The best sports game on mobile gets better every year. This year's release is no exception, showing off some changes much bigger than the new name, FIFA Mobile. EA's benchmark soccer game improves so much more than similar games because it does something other sports apps struggle to do: aware that it's a mobile game, it decides against cutting down a console game to fit the new size. Instead, it transforms itself specifically for mobile, adding as much as it subtracts.
With an overhauled user interface, FIFA Mobile emphasizes its new game modes by starting with Attack Mode and Live Events, locking everything else until you reach level 5. And with these two modes, it makes it clearer than ever that it's a game designed to play on mobile. The app is free, with lots of in game opportunities to foolishly spend real money (you have a certain amount of "charges" that you spend to play games; this has become the trend among mobile games to persuade people to spend money). It weighs in under 100 MB and lets you sync your account between devices by logging in with Apple Gameenter or Facebook. Log in and you're thrown back into the always surprising depth of this mobile game.

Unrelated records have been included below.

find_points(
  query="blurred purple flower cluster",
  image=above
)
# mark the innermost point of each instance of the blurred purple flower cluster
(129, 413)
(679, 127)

Attack Mode, the biggest new feature, is a truly miniaturized version of soccer, condensed without ruining the beauty of the app's gameplay. It's also a huge extension to online multiplayer—essentially a turn-based game where you only play the offensive breaks and skip defense altogether. The game starts from kickoff, or a throw-in, or corner kick, or even in slow motion in the middle of a drive to the goal. That's where you grab the controls and try to score. Miss the shot, kick the ball out of bounds, or let the other team take possession past midfield and the drive ends, jumping a few rapidly passing minutes until your next attempt.

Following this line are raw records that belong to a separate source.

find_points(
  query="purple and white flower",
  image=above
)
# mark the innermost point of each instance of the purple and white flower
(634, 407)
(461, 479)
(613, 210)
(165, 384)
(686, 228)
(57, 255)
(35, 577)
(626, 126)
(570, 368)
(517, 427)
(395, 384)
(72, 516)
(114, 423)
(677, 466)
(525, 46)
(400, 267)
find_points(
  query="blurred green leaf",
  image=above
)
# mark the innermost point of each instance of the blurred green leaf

Every drive starts differently, since the game essentially simulates every minute that you're not playing. So you might start from a free kick if the AI opponent fouls your player during the sim. I got slide tackle happy when I realized I wouldn't have to worry about losing possession, since I get the ball right back anyway for the next drive. But after awhile, I realized I had to be more careful because I was giving the opponent more chances to shoot. When your 45 accelerated minutes are up, your real-life opponent gets a notification that it's their turn. Each of you plays a first half, and then a second half, and whoever scores the most goals wins.
Live events, another exciting addition, take this condensed play and transforms it into challenges: make two shots in five attempts from a certain spot on the field; come back in the second half to tie or better against PSG; or score a hat trick. It's easy to imagine a wide range of challenges in the future. Most of them have time limits of a day or two before they disappear and winners emerge.
A good team is still essential to both of these new features and this continues to be the part of the game where you can lose yourself in the depth. Between the player market and the unlockable, winnable, or buyable card packs, team building takes time and strategy. Serious players can spend serious time trading and trying to grab that golden midfielder. The game boasts 30 leagues with 650 real teams, total—that means 17,000 players, plenty to drive fans crazy. The "Ultimate Team" factor might have disappeared from the title but it did not disappear from the game.
The controls remain as simple as ever: just a few buttons, a joystick, and some swipes to master. Oh, and now you can join online leagues, complete with inter-league championships and tournaments. In case you still haven't downloaded the game, it's worth saying that it's not some 8-bit side scroller (although those can be extremely fun!). FIFA Mobile has fantastic graphics that equal any portable console. The app is insanely fun, surprisingly deep, constantly getting better—it's a console game transformed (not just adapted) for a phone or tablet, and that's the key that makes it the best sports game on mobile.